En 1914, le Pays Basque Sud a accueilli de nombreux réfugiés, fuyant leurs villes ou pays dévastés par la première guerre mondiale.
SAINT SEBASTIEN - DONOSTIA GUIPUSCOA 1914 PAYS BASQUE D'ANTAN |
Voici ce que rapporta la Gazette de Biarritz-Bayonne et Saint-Jean-de-Luz, dans son édition
du 21 décembre 1914 :
"Les Belges à la colonie Française de Saint-Sébastien.

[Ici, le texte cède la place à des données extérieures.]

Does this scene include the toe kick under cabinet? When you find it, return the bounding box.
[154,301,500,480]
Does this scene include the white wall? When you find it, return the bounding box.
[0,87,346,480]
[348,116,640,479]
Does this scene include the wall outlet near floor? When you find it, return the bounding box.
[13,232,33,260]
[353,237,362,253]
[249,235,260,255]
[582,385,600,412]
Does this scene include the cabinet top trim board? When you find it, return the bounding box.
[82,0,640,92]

Le Comité franco-belge, constitué à Bayonne, sous la poussée des événements, sur l’initiative de l’actif député, M. Garat, et composé de dames et de citoyens animés du plus grand esprit d’altruisme, a accompli depuis sa formation une œuvre patriotique et humanitaire, qui restera comme une des pages les plus belles, des annales locales de la guerre. Il a recueilli, dans la bonne et hospitalière ville de Bayonne, près de 300 réfugiés, fuyant devant l’invasion, l’incendie, le meurtre et le pillage, chassés par un ennemi implacable, assoiffé de carnage et de sang. Il a fait pour ces pauvres victimes d’une destinée tragique, tout ce que commandaient les nobles considérations de la reconnaissance et de l’humaine pitié. Il a accueilli ces pauvres épaves d’une cruelle fatalité, avec tous les honneurs que méritaient la noblesse de leurs sentiments et le stoïcisme de leur attitude. Il les a placées chez l’habitant, où partout ils ont été l’objet du meilleur accueil et des meilleurs soins. II s’emploie à donner aux enfants l'instruction nécessaire, à fournir aux hommes valides du travail rémunéré ; à donner aux femmes une occupation appropriée à leurs moyens. Il a enfin, par l’organisation d’œuvres diverses, et aidé en cela par la générosité privée, constitué une caisse de secours, à l’heure actuelle fort, bien alimentée.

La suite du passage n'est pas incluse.